When seated in any one of the flimsy booths found in Fantastic Pizza, one can see right into the open kitchen and right into the lives of one very close-knit family. Chrome pipes and large pieces of metal gadgetry stick out from behind the half wall beyond the counter. Loud, lively blurts of Arabic volley back and forth as busy bodies are frantically putting together someone’s order.
The phone rings, and the man with the grey ponytail answers promptly.
“Fantastic, can I help you? Small? Large? What is this, delivery? It has to be eight dollars to be delivery. Okay.”
“Chicken and onion! Chicken and onion!” Men in the kitchen run this was and that. While these people are family, they still have to maintain their business.

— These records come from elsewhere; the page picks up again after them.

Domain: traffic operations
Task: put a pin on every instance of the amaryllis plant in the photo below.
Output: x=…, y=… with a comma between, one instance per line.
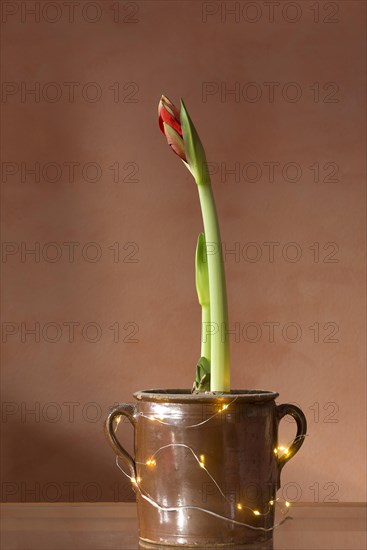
x=212, y=371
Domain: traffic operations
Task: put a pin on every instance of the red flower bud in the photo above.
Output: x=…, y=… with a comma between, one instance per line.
x=170, y=125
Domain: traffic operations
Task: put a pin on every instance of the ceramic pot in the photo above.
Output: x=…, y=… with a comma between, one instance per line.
x=206, y=467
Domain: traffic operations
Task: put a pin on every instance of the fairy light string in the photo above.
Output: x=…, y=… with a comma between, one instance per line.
x=151, y=462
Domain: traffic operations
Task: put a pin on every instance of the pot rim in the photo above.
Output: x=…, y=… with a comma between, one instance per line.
x=185, y=396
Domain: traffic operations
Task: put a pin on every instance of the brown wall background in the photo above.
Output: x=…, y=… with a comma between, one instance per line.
x=313, y=211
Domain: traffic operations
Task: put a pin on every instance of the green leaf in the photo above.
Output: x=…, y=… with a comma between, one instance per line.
x=194, y=149
x=202, y=381
x=201, y=271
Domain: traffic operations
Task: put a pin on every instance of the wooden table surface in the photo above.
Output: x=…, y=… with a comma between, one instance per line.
x=114, y=526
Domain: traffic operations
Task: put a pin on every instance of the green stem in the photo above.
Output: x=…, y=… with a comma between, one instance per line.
x=219, y=362
x=205, y=333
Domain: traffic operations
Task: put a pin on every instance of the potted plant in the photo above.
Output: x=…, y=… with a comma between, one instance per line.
x=206, y=465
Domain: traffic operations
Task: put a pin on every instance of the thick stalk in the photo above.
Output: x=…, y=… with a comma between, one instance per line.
x=219, y=362
x=205, y=333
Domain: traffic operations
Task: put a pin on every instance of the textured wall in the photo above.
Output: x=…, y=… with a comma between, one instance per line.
x=112, y=216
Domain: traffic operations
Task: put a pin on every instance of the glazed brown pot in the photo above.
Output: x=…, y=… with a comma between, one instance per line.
x=206, y=468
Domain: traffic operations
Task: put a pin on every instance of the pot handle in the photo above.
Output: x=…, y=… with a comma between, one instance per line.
x=123, y=409
x=297, y=414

Magda Shabo excuses herself to answer the phone, jotting down extra tuna and no tomatoes. “Light Italian? Okay,” she says with a thick Eastern European accent, her large brown eyes glaring down at her notepad. Her hair is thrown together in a sloppy bun, and bright ruby lipstick accents her lips that are pursed with concentration.
Her brother appears from the kitchen with a large delivery bag, grabs a liter of soda from the freezer, and heads out the door on foot into subfreezing temperatures. Clearly, this is all very routine.

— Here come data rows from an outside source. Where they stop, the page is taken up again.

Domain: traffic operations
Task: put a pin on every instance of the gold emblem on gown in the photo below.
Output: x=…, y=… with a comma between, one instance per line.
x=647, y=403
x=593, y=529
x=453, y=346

While this quaint pizza shop appears almost mechanical in its movements and rigid in the shouts of orders to be filled, underneath the surface lies a history filled with deep family connections.
Magda was one of the last members of the family to leave Lebanon, fleeing a country fraught with war to continue her education. She arrived in Worcester ten years ago this March and can still readily recall the strong emotions that brought her so many miles to be with her family.
“I had to unite with my family. I hadn’t seen my brother in almost thirty-seven years,” she said after quickly doing the math on her notepad. She maintains a strong air of gratitude toward the support her family has given her, and retrospectively admits that getting here was a lot easier said than done.
“I didn’t have to struggle when I came here,” Magda said modestly after describing her rigorous travels. “I had my family already here, but the first ones to come? They had it very hard.” The first immigrants in her family to come to Worcester started a grocery store and were robbed on multiple occasions, forcing them to live long periods with no income.
Her relatives soon got help from fellow immigrants and learned the trade that would evolve into Fantastic Pizza. A generation later, Magda’s plans were a little different.
“I was dreaming of coming to the United States to continue my education,” she said. Magda had pursued a degree in mechanical engineering while still in Lebanon, hoping to further that foundation in the United States; bureaucratic red tape would prove to be a hindrance, one that may have drastically changed her life.
“It took my mother eleven years to become a citizen,” said Magda. Only then could she get her own green card and join her family. She spent 5 more years in Lebanon waiting for her dreams to become reality.
“Many countries opened their borders during the war,” she said. Magda fled to Sweden and lived with her sister; others went all over Europe or to Australia. She was then finally able to make the last leg of her journey. While her age and inexperience in her field kept her from finding an entry-level job in the United States, she remained determined.
“I already spoke decent English. They teach sciences in Lebanon in English,” she explained. Magda began taking English as a second language at Quinsigamond Community College in order to enroll at Worcester Polytechnic Institute.
“WPI was a good opportunity for me. I took classes in Computer Science. I really tried.” Sadly, the newness in Magda’s life was becoming too stressful, and she quit her schooling. “If there was one thing I have regretted since being here, it’s that,” she said with sadness in her voice. “Of course there are going to be those moments.”
“First I thought, maybe I didn’t struggle – fight for my goals,” she said. “I came here very late. If I had been able to come sooner, my life would have been very different. All my plans changed, and so my life changed.”
“[During this time], two years ago, I was so stressed out. Now I’m much more relaxed,” Magda said. Her eyes looked calm, even as the phone on the table began to ring again. Even at 4 p.m. on a Sunday, Fantastic is getting calls left and right.
Both on a personal level and concerning her fellow Lebanese family and countrymen, Magda holds firm to the belief that things turned out as they should. “They do what they need to do to live. They have the courage to walk, even if it’s a hard walk, especially for the family.”
It’s clear that her family has been a steady, driving force in her life, and continues to be to this day. Another break in our interview, and she is back in the kitchen, yelling for her brother, who has just come back from the cold.
“We always stick together,” Magda said of her family, her eyes lighting up and almost becoming teary. “If I was in another state, I might find a job, but I can’t leave my family. We have a culture, and I can’t be without my family.”